At a Park County commissioners meeting held June 18, the board discussed the possibility of enacting the monthly random drug tests. Not a single member of the board expressed opposition to the proposition.
“With all the county equipment and county vehicles … (buildings and grounds) department uses I think it makes sense to include them if we head this direction,” commissioner Jake Fulkerson said.
The move could save the county nearly $5,000 annually or 3.3 percent of its total annual costs with the State of Wyoming for workers compensation fees. In 2018 Park paid $166,377 for its workers comp coverage.
The 22 members of county buildings and grounds staff make up about 10 percent of all county employees. In order to qualify for the discount, the county must mandate at least 10 percent of its employees be subject to testing, said county buildings and grounds superintendent Mike Garza.
Currently, buildings and grounds is the only county department with a written health and safety program. Since enacting the safety plan the county has already saved roughly 6.6 percent annually on its workers comp.

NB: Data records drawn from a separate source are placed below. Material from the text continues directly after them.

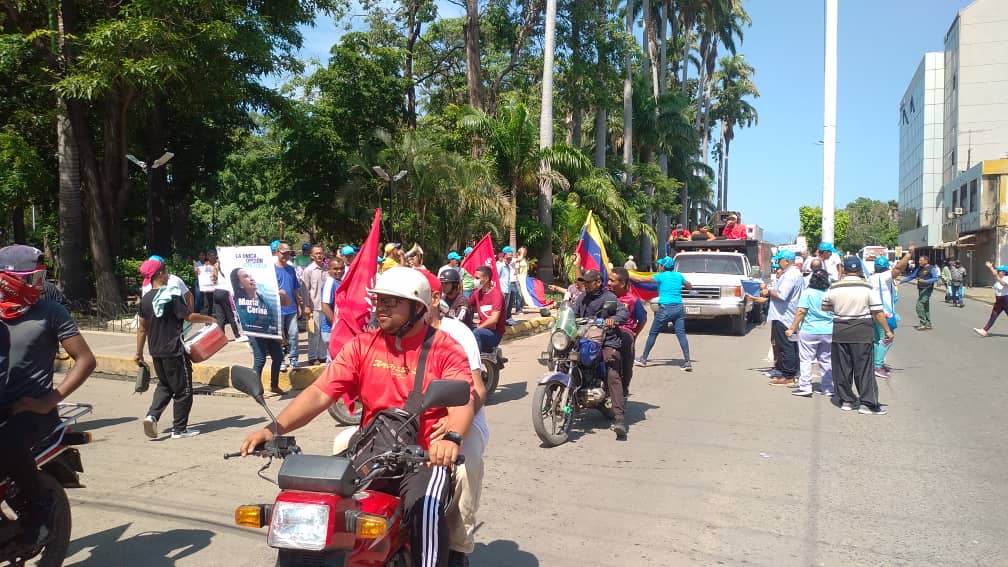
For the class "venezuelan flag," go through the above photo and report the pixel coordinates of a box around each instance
[576,211,609,285]
[629,269,658,302]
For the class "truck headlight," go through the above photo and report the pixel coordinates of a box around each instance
[266,501,330,551]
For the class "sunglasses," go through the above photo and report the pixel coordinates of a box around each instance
[4,269,45,289]
[375,296,403,309]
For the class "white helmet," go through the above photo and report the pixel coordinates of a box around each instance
[368,266,430,307]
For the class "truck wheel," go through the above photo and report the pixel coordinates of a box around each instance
[732,314,746,337]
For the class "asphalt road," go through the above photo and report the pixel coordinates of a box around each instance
[49,287,1008,567]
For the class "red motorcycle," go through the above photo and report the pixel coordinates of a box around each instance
[0,404,92,567]
[224,366,470,567]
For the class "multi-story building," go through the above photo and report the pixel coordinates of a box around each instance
[941,0,1008,278]
[898,52,944,247]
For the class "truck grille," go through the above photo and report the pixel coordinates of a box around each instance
[682,286,721,300]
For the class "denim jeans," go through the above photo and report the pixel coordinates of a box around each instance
[249,337,283,387]
[473,329,501,352]
[640,304,689,362]
[283,313,297,366]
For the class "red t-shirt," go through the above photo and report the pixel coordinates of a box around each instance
[314,326,473,449]
[722,223,746,240]
[469,288,507,337]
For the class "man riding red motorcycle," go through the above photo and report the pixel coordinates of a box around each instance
[241,267,474,566]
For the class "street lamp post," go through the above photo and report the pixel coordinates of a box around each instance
[371,165,406,242]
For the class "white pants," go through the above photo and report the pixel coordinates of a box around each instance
[333,426,486,555]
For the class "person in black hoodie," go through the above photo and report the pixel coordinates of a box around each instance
[574,269,630,439]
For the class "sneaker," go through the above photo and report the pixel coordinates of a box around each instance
[858,406,888,416]
[171,429,200,439]
[613,416,627,439]
[143,416,157,439]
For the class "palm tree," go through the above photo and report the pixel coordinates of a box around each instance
[713,54,759,209]
[540,0,564,284]
[459,98,592,247]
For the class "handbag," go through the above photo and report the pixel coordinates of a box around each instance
[347,327,436,473]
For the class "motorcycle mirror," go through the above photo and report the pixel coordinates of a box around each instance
[423,380,470,410]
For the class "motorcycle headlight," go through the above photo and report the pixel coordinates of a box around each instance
[266,501,330,551]
[549,330,571,352]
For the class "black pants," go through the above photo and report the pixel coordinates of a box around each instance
[830,341,879,410]
[371,466,453,567]
[214,290,241,339]
[620,329,637,398]
[770,321,798,378]
[147,354,193,433]
[0,410,59,501]
[602,346,633,419]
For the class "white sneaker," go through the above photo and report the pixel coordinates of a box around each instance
[143,416,157,439]
[171,429,200,439]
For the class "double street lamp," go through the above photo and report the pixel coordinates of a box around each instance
[371,165,406,242]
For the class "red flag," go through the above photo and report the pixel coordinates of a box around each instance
[329,209,381,358]
[462,232,504,294]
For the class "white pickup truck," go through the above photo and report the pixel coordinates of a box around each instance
[673,251,762,335]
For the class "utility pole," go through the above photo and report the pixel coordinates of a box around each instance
[823,0,838,243]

“We’re missing the last third which is a drug and alcohol (testing) program,” Garza said.
Garza said employees would be randomly tested after the entire department takes an initial test. Each test would cost $85, which Fulkerson said would likely be paid by the county. Garza said the county would likely use WY Test of Worland to facilitate the tests.
As part of the new workers comp testing, the county could also test employees if an accident occurs on the job.

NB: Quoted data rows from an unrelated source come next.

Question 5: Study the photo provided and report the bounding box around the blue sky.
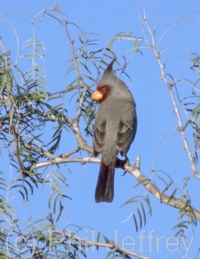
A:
[0,0,200,258]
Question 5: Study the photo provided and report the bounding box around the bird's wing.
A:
[117,119,137,156]
[93,120,106,156]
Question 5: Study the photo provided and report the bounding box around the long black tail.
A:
[95,160,116,202]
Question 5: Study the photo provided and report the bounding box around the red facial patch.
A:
[97,85,111,103]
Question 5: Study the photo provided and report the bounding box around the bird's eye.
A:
[104,86,110,93]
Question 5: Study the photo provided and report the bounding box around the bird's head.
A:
[91,60,132,103]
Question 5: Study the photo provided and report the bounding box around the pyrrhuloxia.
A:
[91,61,137,202]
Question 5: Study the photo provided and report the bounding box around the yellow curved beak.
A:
[91,90,103,101]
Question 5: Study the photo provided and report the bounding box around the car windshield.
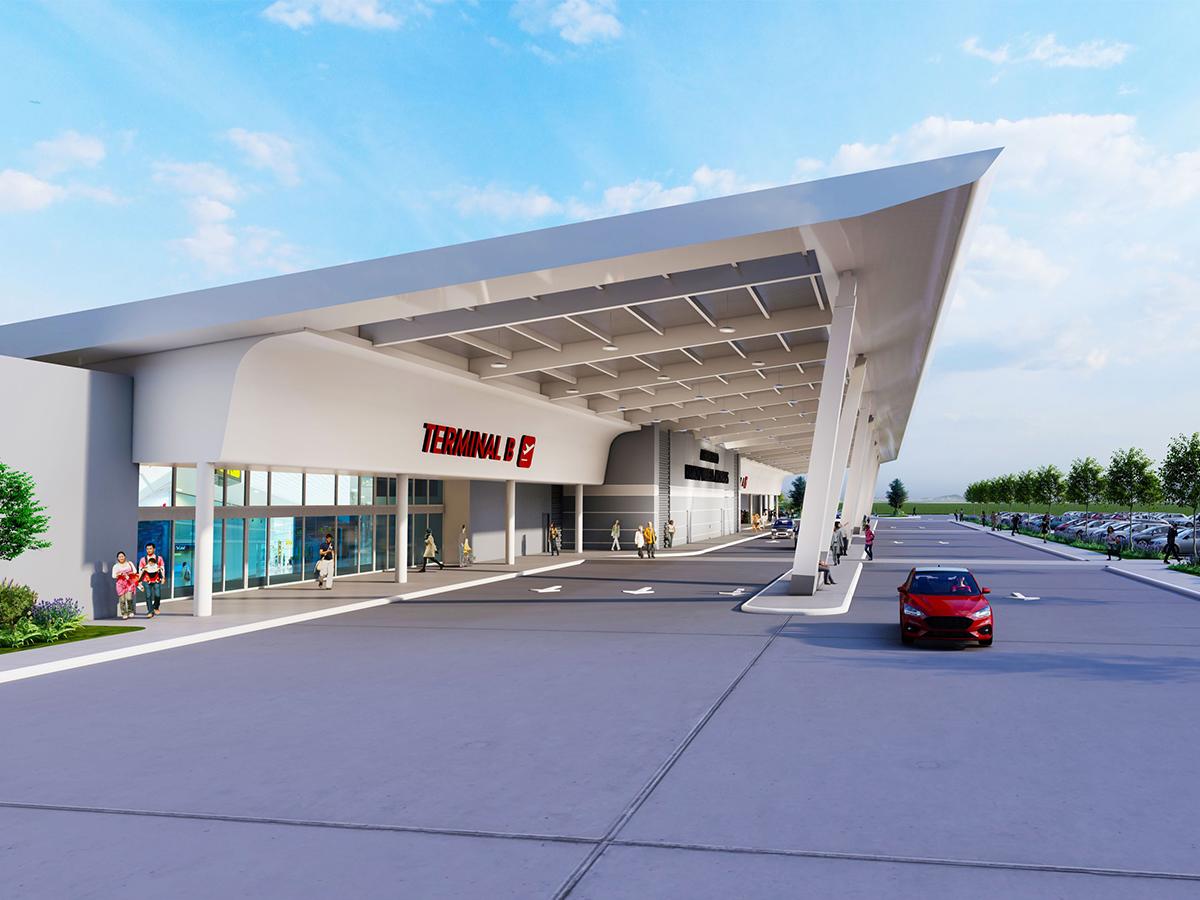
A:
[908,572,979,596]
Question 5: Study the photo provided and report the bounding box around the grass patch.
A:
[0,625,145,654]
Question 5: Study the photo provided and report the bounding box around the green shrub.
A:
[0,580,37,628]
[0,616,42,647]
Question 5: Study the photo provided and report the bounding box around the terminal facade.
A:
[0,151,996,617]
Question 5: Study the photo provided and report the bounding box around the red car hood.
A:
[908,594,986,616]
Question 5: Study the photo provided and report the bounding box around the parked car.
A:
[898,566,995,647]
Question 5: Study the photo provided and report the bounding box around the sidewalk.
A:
[0,554,583,684]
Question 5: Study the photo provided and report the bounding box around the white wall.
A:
[127,332,630,484]
[0,356,138,618]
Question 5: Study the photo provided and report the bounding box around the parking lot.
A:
[0,517,1200,899]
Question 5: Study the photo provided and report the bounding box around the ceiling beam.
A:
[448,334,512,359]
[600,368,817,418]
[359,251,821,346]
[470,306,832,378]
[504,325,563,352]
[542,341,828,400]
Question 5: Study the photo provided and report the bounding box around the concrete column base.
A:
[787,572,818,596]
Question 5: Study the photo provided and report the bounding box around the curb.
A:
[0,559,587,684]
[1104,565,1200,600]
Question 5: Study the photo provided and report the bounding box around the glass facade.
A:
[136,466,444,599]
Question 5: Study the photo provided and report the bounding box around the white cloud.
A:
[455,185,563,220]
[34,131,104,178]
[512,0,623,47]
[155,162,299,275]
[962,34,1133,68]
[226,128,300,186]
[263,0,404,30]
[154,162,242,202]
[0,169,67,212]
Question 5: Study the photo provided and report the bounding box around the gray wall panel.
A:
[0,356,138,618]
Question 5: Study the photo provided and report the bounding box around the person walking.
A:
[458,526,470,569]
[421,528,445,572]
[138,544,167,619]
[317,532,337,590]
[1163,522,1183,564]
[1104,526,1121,563]
[113,550,138,619]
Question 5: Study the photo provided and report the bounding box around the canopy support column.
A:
[192,462,212,616]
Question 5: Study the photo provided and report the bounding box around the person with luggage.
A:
[138,544,167,619]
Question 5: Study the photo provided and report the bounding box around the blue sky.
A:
[0,0,1200,497]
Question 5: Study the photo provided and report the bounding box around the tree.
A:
[0,462,50,559]
[1063,456,1104,512]
[787,475,809,512]
[1033,464,1063,514]
[1104,446,1162,534]
[1158,432,1200,562]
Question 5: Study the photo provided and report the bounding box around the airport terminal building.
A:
[0,151,998,618]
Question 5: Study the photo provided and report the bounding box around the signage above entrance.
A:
[421,422,538,469]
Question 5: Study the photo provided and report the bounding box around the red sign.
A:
[421,422,538,469]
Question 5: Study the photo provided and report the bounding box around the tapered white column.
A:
[192,462,212,616]
[504,481,517,565]
[841,406,871,534]
[575,485,583,553]
[396,475,408,584]
[788,285,854,596]
[826,356,866,533]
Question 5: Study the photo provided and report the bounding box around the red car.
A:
[899,565,994,647]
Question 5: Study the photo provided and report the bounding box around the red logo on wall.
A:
[517,434,538,469]
[421,422,538,469]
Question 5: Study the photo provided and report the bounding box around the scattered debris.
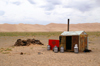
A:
[14,38,44,46]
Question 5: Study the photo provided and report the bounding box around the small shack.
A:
[59,31,88,52]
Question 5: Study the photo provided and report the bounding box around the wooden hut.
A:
[59,31,88,52]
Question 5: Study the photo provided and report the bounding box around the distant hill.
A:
[0,23,100,32]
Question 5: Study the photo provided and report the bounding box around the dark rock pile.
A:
[14,38,43,46]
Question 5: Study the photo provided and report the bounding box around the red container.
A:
[49,39,59,50]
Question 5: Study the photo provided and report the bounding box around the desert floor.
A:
[0,36,100,66]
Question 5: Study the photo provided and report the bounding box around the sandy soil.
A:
[0,36,100,66]
[0,23,100,32]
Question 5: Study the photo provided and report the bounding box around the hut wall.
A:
[71,36,79,51]
[59,36,66,50]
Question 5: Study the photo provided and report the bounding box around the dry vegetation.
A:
[0,32,100,66]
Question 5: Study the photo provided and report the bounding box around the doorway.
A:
[66,36,72,50]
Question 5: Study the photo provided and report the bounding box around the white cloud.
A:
[0,0,100,24]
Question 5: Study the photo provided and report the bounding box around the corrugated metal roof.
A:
[61,31,84,35]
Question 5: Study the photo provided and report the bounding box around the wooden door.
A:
[72,36,79,51]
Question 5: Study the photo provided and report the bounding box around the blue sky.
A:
[0,0,100,25]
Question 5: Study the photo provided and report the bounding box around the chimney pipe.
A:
[67,19,69,31]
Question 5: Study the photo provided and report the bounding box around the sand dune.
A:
[0,23,100,32]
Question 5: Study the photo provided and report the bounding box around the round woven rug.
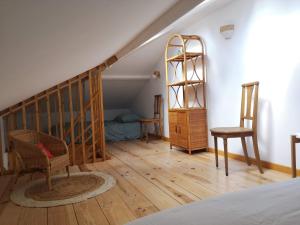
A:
[10,171,116,207]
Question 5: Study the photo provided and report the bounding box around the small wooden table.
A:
[291,134,300,177]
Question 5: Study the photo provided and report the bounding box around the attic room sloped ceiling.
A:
[0,0,177,110]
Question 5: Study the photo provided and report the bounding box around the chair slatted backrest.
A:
[240,81,259,131]
[154,95,162,119]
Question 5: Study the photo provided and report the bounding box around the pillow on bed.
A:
[115,113,141,123]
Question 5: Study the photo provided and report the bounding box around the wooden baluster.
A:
[68,81,76,165]
[0,121,4,175]
[34,96,40,132]
[78,79,86,163]
[89,71,96,162]
[22,102,27,129]
[97,70,106,160]
[57,85,64,139]
[46,92,52,135]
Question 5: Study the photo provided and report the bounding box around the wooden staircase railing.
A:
[0,66,106,172]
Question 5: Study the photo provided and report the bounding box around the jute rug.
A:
[10,171,116,207]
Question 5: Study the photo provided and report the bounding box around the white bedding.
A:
[127,179,300,225]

All county law enforcement personnel are currently tested as well as certain road and bridge employees, in order to maintain their commercial driver’s licenses, as required by the Wyoming Department of Transportation.
It’s one of a number of cost-saving measures being looked at. Fulkerson already said the county will have a tight budget for the next fiscal year. That budget will be unveiled Tuesday.
“Things will be cut real tight this year,” he said.
Fulkerson said the commissioners will possibly decide on the testing at their July 2 meeting. Garza said his department has never enacted department-wide testing before.
“Anytime you create policy that changes a normal working relationship it’s going to cause some issues,” he said. “It’s hard to say who it might effect.”